Poi, il messaggio a Cisl e Uil, che in mattinata avevano chiesto alla Fiom di firmare il contratto Fiat prima di tornare al tavolo tutti insieme. “La consulta – la replica sferzante del segretario Fiom – dice cose precise. Forse loro sono rimasti a prima della sentenza. Allora gliela faremo avere e gliela faremo leggere". A un paio d’ore dallo sfogo del segretario Fiom la Fiat trasmette una nota. "L’azienda – vi si scrive – ha chiaramente detto che rispetterà la sentenza della Corte costituzionale la cui applicazione non può che essere di competenza dei giudici di merito, non certamente di Landini". Si profila una nuova battaglia giudiziaria. Chissà però a questo punto cosa si stiano inventando i professori universitari che rappresentano in sede legale il Lingotto.

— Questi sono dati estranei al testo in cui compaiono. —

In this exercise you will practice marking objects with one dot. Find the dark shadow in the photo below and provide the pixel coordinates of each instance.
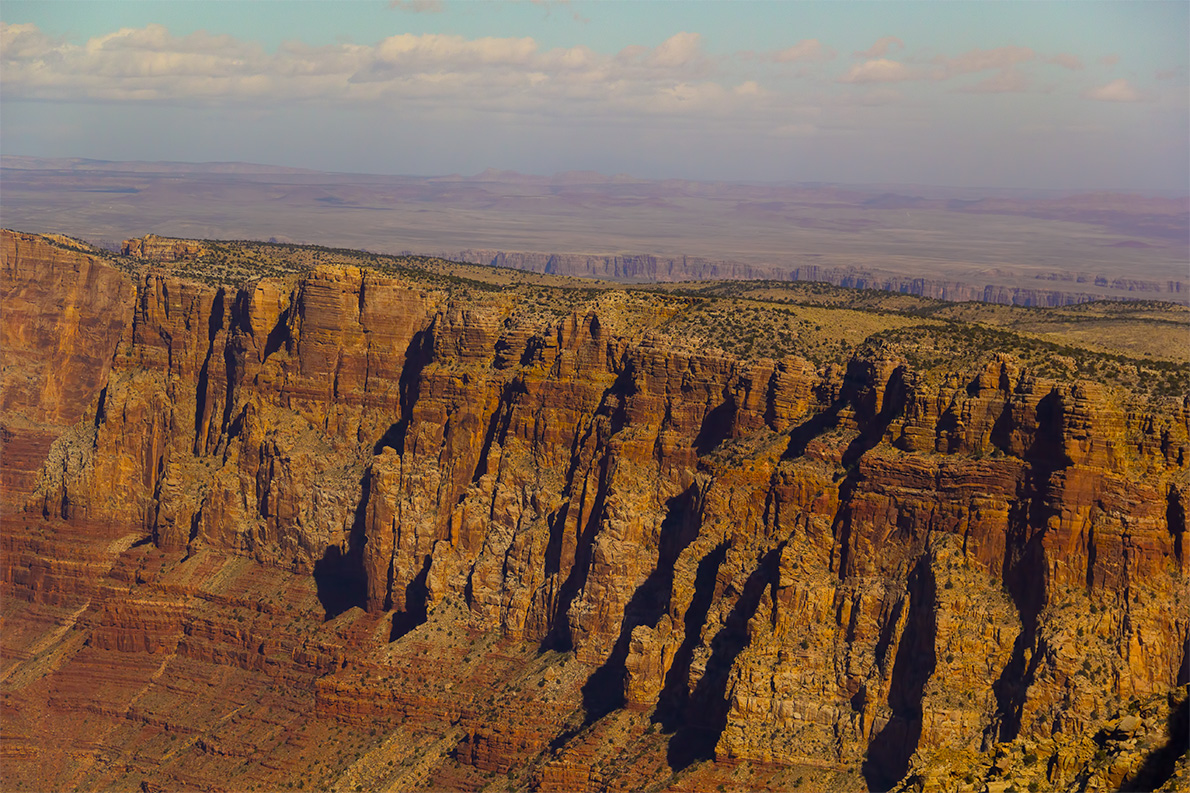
(614, 406)
(705, 716)
(810, 429)
(676, 692)
(339, 576)
(339, 585)
(889, 753)
(498, 426)
(1002, 429)
(417, 597)
(1023, 574)
(417, 356)
(716, 426)
(871, 429)
(214, 324)
(1160, 765)
(279, 336)
(603, 691)
(1176, 522)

Nella faretra della Fiom ci sono infatti varie sentenze. In primis quella più recente della Corte costituzionale. Giudizi che appaiono determinanti ai fini del ritorno trionfale dei delegati della sinistra politica e sindacale nelle fabbriche gestite da Marchionne e, in particolare, nel gioiello di casa Fiat da cui tutta questa bagarre è scaturita, nel 2010: il Giambattista Vico di Pomigliano, culla della Panda. Però Marchionne da tutta la sensazione che non voglia cedere un solo centimetro a chi gli all’epoca gli disse di no. Nella nota la Fiat è infatti durissima con Landini: "Come spesso gli succede, il segretario della Fiom , Maurizio Landini, strumentalizza a suo piacimento quanto e’ stato detto nel corso dell’incontro tra l’azienda e la sua organizzazione sindacale. Le dichiarazioni del segretario della Fiom di oggi, prosegue la nota del Lingotto, sono la testimonianza che e’ impossibile tenere rapporti normali con la sua organizzazione che peraltro non tiene alcun conto della posizione degli altri sindacati che rappresentano la maggioranza dei lavoratori della Fiat".

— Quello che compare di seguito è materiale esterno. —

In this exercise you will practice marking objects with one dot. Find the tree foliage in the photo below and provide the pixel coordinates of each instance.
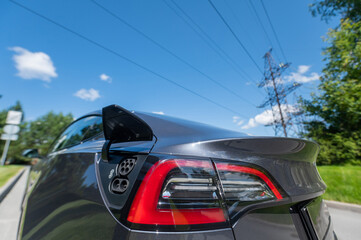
(42, 132)
(348, 9)
(38, 134)
(335, 111)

C’è però da chiedersi il perché di tutto questo. Sin dall’inizio si sapeva che Marchionne ieri non avrebbe ceduto sul fronte del vincolo di firma del contratto Fiat e che Landini non lo avrebbe mai e poi mai sottoscritto questo contratto, dal segretario Fiom giudicato ormai obsoleto. Per un motivo molto semplice: il contratto dell’auto si regge sul’articolo 19 dello Statuto dei lavoratori, articolo che è stato appena spazzato via dalla sentenza della Consulta. Ma la politica nel frattempo rimane ancora alla finestra, avviluppata attorno all’interlocutorio nodo della vicenda giudiziaria di Berlusconi.